HomeInsightsVodafone and Telefonica UK network sharing: details

    Vodafone and Telefonica UK network sharing: details


    O2 and Vodafone will build one consolidated network grid across the United Kingdom, sharing cell site equipment and backhaul infrastructure at 18,500 locations.

    O2 will run the grid in Northern Ireland, Scotland, the East of England and North London. Vodafone will take responsibility for the West of England, South London and Wales. That will mean that each operator will be specifying the network its own area of responsibility, producing its own RFQs and running procurement separately. But the deployment and capabilities of both operating companies will be brought to bear within each geographic area, under the management of the lead operator, which the operators hope will deliver much faster rollouts.

    Although network sharing will extend to active RAN elements, each operator will run its own independent network in its own spectrum – ie there will be no spectrum sharing. "Intelligent" elements, core network elements, and the ability to create, control and provide services will also remain separate, with each operator "competing fiercely", according to Vodafone UK CEO Guy Laurence.

    Both operator CEOs were keen to emphasise that the model will be of two separate "competing" networks running on one consolidated grid. "Most of our differentiation comes in the core network," Laurence said. Ronan Dunne, Telefonica UK CEO said, "Building networks is vaguely interesting to customers, but putting services on them is very interesting."

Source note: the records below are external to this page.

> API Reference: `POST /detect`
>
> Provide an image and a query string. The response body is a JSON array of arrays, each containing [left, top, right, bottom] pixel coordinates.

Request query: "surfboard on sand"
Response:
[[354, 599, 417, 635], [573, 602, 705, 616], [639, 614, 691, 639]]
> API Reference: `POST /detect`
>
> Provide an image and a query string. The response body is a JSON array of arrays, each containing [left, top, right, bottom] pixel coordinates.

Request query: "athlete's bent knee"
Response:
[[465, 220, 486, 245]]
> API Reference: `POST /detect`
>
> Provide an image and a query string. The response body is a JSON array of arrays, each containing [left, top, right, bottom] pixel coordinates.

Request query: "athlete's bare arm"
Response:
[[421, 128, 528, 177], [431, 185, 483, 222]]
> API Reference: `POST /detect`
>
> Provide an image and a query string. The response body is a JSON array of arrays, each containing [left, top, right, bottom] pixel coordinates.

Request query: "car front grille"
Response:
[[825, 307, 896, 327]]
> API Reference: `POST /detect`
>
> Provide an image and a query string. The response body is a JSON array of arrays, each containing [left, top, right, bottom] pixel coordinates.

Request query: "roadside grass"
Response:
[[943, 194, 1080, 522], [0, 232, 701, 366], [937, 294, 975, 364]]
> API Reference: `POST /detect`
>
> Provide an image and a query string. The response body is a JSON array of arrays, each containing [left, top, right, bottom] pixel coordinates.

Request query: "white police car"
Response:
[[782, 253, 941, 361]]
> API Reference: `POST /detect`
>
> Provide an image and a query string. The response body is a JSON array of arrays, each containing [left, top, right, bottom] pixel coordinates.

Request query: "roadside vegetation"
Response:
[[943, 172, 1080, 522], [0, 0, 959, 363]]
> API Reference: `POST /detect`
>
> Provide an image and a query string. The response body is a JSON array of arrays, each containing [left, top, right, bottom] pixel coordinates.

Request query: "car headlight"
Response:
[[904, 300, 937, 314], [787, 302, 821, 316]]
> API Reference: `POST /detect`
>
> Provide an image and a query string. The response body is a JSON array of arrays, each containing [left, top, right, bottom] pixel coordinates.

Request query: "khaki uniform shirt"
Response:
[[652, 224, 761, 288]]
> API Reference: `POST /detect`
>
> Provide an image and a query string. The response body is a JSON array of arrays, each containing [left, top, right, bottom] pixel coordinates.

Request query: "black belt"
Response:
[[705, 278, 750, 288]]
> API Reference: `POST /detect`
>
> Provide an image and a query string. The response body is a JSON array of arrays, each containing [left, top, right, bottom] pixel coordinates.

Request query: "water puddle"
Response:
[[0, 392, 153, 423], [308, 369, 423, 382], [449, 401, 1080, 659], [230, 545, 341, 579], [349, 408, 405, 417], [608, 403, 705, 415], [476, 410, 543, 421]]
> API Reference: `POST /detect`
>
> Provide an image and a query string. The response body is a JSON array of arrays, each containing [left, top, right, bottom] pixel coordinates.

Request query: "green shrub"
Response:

    There will be some network consolidation as a result of the combined grid rollout, with an estimated 10% of the existing sites currently owned by O2 and Vodafone being decommissioned. But the shared deployment will also result in network expansion, with new sites providing coverage to previous notspots, specifically in terms of indoor coverage. Both operators said they would offer 2G and 3G indoor coverage to 98% of the UK population by 2015 – for 2G, 3G and LTE services.

    That would bring many people who currently have no coverage into coverage, Laurence said. At the moment the operators' licence conditions mandates 2G indoor coverage at around 65% of population, and indoor 3G coverage at around 80%, the operator CEOs stated.  Combining the capabilities of both companies would enable greater coverage more cost-efficiently than if each individual company had pursued such an expansion, Laurence said.

    "What we're committed to doing is rolling out coverage where we wouldn't otherwise have it," Dunne said. Laurence added that the rollout would take some areas "from zero to hero".

    Ofcom is likely to attach a 98% population coverage mandate to one 800MHz LTE licence. With both operators in a position to meet that requirement more cost-effectively, they will both be in a strong position to bid for that license. There is the possibility that the approach will see 800MHz spectrum become more important to the two operators. Neither operator is likely to want to see the other have a significant chunk of spectrum that it cannot mirror.  

    The operators said that the upcoming RAN refresh, driven by LTE deployment, was the right time to consolidate the network grid. A multi-RAN architecture would enable them to bring similar coverage to different services. They shied away from providing any detail of the cost savings they intend to generate by forming the JV.

    SLAs and commercial agreements would support the ability for operators to provide end to end QoS across the network, Laurence told Mobile Europe. Similar arrangements would be made for backhaul – where Vodafone hopes to significantly boost its capabilities with the pending acquisition of Cable & Wireless. The ability to manage services on a separate basis across the combined network will be key for both operators.

    One are that still seems to be up for grabs is whether small cell deployments would be open for shared access. Clearly corporate or enterprise-type indoor deployments will be made on an individual basis, but with the industry predicting a requirement for metro area small cell investments, a shared approach could have a significant effect on the economics of providing dense, urban coverage. For now, though, the operators confirmed that the JV adresses the macro network, with small cell deployments being addressed on a case by case basis.

    The joint venture will build on the current Cornerstone property management partnership, with currently owns 4,000 sites. It will be called Cornerstone Infrastructure JV.